I don't know about cigarettes. I gave them up almost 12 years ago, and have packed on enough weight since then to ensure an early death for myself (or so say the "scientists" -- those who join that great physician Michelle Obama in claiming that obesity is deadly, and who would undoubtedly insist that King David didn't know what he was talking about when he wrote, in Psalm 139, "In Your book they all were written, the days fashioned for me, when as yet there were none of them.")
But I do know about the Bible. Its exhaustively demonstrated and documented scientific truth is 100% accurate, even though it contradicts evolution theory from start to finish. Yet its writers could not have known any of these things apart from divine inspiration.

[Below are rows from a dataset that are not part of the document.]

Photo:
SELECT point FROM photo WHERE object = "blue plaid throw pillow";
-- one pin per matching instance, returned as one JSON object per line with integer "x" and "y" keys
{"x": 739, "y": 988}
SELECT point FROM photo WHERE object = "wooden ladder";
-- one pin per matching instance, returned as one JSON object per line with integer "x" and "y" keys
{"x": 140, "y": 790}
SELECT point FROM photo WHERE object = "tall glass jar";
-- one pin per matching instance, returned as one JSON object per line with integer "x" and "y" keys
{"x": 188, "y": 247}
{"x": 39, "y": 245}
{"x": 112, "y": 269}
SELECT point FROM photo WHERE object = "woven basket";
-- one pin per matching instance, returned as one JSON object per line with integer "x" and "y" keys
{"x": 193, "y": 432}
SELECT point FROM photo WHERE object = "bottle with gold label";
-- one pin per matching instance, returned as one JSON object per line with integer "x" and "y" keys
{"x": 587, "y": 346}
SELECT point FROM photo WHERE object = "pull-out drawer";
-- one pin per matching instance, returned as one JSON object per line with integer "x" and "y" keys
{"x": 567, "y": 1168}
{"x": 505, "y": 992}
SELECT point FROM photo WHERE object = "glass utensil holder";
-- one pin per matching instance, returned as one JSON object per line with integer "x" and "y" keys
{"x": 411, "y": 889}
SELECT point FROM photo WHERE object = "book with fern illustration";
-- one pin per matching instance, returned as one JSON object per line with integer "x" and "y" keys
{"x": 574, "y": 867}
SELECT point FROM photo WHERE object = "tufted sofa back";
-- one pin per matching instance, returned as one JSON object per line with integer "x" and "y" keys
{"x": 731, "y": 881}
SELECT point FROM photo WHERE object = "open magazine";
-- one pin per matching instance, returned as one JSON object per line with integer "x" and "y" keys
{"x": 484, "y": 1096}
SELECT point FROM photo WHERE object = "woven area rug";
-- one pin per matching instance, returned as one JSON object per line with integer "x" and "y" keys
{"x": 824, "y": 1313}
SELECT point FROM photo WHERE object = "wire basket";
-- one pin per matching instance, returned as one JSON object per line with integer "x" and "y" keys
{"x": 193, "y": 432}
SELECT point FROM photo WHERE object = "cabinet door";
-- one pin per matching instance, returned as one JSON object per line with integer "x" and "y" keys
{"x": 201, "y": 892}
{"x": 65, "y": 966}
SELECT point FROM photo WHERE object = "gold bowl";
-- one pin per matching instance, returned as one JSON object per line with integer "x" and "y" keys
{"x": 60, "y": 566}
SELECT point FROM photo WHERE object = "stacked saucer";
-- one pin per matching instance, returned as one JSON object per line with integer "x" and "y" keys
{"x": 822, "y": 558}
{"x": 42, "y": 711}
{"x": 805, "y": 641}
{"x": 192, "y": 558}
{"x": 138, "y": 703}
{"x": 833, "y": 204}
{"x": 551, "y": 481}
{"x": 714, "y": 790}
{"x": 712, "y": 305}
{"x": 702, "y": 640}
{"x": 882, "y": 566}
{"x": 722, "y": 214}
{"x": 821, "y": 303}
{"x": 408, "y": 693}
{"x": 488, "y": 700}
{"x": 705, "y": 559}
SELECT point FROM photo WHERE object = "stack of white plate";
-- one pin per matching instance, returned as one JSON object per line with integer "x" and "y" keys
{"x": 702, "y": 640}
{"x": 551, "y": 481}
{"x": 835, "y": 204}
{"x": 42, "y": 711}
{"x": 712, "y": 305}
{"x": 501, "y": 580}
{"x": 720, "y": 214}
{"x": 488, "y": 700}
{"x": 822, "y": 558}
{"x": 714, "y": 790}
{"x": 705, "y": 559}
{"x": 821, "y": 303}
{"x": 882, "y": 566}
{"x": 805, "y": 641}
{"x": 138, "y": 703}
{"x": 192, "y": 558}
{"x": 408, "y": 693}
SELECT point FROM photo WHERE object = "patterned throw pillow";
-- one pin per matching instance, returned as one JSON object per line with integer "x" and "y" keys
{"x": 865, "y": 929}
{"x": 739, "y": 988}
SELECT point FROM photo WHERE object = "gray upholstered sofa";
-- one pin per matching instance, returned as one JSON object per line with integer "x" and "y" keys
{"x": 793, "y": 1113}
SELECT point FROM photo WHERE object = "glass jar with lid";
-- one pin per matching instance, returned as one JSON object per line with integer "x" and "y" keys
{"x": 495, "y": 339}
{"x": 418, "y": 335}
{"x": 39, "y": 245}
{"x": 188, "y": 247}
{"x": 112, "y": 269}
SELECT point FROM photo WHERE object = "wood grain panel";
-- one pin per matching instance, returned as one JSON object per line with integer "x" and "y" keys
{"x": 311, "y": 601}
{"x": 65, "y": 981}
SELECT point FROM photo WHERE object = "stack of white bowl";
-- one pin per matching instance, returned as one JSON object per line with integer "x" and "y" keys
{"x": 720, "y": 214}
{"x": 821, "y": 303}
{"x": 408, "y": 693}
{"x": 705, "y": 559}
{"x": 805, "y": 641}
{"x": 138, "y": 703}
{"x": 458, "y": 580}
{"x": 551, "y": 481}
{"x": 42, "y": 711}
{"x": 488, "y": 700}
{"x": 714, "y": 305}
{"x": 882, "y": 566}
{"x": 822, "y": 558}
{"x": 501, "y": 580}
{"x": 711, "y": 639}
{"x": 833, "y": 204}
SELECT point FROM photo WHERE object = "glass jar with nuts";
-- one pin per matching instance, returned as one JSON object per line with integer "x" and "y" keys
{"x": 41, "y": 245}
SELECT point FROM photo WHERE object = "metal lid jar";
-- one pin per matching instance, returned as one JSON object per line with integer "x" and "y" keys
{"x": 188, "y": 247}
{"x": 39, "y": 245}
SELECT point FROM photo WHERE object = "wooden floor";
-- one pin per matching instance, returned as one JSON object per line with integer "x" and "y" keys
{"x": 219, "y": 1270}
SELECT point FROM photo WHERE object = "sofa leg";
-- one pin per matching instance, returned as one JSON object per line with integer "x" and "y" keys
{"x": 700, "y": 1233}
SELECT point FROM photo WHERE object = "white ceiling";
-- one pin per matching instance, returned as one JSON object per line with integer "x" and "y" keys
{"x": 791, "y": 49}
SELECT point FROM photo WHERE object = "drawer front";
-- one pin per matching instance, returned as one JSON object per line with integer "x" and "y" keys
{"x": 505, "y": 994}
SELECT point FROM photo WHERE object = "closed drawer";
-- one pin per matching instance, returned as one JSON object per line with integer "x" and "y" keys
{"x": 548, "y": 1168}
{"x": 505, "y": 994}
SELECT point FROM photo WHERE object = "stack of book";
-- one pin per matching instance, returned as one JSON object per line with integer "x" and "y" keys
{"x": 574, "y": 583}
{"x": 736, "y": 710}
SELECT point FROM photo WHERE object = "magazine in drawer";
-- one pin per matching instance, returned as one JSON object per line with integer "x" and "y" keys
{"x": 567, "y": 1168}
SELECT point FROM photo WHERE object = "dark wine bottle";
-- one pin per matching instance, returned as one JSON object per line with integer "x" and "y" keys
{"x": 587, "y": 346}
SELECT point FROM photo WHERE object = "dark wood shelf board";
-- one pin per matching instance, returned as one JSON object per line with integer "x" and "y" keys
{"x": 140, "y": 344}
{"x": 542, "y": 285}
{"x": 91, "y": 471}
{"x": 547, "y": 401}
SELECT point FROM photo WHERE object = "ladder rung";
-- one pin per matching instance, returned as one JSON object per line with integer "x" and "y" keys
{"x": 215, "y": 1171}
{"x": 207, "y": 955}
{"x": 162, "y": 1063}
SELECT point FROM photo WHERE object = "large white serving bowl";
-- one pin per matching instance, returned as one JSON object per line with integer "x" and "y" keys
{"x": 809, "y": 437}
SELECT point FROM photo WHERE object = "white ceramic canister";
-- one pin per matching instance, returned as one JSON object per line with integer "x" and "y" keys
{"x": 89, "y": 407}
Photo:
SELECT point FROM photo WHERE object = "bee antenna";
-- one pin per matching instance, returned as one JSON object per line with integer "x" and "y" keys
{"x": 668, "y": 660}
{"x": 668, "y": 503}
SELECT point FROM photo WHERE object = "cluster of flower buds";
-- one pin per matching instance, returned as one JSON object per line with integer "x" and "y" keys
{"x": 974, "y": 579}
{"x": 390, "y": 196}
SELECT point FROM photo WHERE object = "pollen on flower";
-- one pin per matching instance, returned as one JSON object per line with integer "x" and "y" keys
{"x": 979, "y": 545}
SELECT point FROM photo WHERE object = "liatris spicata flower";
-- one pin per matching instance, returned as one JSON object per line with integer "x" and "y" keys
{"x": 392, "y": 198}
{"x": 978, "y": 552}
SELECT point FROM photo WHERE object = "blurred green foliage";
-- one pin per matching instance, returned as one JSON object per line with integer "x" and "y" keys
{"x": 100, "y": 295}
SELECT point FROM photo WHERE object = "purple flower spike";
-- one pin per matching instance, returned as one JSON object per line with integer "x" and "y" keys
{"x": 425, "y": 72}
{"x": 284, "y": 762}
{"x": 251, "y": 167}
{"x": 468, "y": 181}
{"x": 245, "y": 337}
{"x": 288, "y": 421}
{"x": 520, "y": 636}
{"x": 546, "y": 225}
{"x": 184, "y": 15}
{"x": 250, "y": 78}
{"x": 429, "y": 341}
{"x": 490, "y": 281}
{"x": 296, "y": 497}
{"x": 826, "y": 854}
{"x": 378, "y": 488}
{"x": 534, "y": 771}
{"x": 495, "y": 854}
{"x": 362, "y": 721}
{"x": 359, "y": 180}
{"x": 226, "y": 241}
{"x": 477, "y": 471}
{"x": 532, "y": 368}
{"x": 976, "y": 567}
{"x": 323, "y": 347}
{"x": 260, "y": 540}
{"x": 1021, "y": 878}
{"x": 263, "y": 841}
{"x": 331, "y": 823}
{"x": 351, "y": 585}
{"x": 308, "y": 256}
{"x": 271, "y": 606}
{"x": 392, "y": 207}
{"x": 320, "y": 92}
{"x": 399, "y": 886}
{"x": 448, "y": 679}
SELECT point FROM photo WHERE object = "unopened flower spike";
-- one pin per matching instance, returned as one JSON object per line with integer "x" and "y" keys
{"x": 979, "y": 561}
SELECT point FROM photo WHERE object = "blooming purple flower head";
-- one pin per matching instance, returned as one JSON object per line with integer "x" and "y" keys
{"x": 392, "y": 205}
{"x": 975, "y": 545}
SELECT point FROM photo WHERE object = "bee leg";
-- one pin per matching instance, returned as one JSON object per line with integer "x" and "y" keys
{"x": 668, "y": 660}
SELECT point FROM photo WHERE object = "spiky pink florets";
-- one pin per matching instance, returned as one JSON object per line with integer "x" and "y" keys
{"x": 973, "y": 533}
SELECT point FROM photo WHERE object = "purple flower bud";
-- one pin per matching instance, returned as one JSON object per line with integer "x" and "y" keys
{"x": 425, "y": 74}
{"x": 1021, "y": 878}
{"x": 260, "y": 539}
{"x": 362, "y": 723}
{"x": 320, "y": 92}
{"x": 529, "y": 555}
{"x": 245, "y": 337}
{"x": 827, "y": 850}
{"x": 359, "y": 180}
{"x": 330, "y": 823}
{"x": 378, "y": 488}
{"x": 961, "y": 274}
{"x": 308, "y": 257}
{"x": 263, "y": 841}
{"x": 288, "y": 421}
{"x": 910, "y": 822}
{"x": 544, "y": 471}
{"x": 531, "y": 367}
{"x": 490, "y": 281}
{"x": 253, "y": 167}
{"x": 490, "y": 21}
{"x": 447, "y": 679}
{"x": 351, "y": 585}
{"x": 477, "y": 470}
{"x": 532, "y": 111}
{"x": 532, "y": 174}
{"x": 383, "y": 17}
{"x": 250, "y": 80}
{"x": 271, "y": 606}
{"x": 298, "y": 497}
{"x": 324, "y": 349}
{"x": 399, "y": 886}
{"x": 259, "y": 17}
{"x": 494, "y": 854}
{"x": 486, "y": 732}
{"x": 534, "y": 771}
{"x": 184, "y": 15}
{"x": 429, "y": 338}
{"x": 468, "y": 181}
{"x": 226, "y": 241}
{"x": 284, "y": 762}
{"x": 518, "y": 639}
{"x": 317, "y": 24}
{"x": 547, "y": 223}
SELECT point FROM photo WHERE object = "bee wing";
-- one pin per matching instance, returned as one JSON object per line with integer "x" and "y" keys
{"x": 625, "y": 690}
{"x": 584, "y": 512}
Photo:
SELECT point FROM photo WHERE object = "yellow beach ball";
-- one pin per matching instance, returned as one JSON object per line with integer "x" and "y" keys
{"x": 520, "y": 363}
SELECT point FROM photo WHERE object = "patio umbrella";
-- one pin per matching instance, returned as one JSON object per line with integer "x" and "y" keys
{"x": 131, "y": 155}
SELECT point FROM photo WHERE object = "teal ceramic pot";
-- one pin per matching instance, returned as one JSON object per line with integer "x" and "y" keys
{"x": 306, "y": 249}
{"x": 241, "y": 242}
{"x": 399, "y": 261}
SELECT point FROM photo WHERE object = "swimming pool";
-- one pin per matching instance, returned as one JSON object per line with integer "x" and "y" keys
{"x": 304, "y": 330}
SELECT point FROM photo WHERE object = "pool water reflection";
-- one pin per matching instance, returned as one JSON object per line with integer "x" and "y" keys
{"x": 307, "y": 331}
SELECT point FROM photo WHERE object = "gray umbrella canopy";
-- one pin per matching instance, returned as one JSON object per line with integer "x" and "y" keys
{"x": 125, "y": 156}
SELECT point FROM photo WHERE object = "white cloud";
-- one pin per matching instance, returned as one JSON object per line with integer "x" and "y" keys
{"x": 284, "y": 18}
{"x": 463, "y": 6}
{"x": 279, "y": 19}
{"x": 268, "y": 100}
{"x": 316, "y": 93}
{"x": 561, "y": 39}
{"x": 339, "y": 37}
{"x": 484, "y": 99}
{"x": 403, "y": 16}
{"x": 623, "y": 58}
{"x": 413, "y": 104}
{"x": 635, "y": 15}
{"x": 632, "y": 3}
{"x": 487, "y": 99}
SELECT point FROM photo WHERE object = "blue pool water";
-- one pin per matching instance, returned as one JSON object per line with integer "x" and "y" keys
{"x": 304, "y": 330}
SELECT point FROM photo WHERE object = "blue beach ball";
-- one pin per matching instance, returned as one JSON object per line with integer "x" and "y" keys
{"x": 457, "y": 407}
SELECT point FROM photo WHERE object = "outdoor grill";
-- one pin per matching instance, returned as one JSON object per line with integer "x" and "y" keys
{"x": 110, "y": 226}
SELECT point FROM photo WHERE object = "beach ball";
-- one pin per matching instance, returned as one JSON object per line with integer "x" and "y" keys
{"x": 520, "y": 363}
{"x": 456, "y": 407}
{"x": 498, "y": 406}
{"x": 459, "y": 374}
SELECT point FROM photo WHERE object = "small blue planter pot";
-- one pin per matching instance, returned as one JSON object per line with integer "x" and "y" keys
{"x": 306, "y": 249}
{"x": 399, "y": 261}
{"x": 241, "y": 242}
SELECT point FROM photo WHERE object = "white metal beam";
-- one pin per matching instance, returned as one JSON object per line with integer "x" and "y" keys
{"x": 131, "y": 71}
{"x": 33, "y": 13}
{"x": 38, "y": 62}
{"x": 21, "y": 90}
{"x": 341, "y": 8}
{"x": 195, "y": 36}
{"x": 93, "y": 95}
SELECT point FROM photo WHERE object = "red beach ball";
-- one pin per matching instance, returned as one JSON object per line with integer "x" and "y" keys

That means that we can also trust what the Bible's writers tell us about eternal life, and how to find it. We can logically heed their warnings against believing "science so-called," including the apostle Paul's admonition in 1 Timothy 6: "Guard what was committed to your trust, avoiding the profane and idle babblings and contradictions of what is falsely called knowledge." And we can safely ignore the "No God! No heaven!" rantings of scientists like Dawkins and the late Christopher Hitchens (who now, I might add, knows how wrong he was).
The truth is, scientists are as deception-prone as the rest of us. They are just as suspectible to the herd mentality as any other human beings. And they are just as likely to be outright liars when it suits their purposes. This second-hand smoke study is just the latest demonstration of all three assertions. I hope it makes at least a few skeptics take another, very serious look at what the Bible has to say about absolutely everything.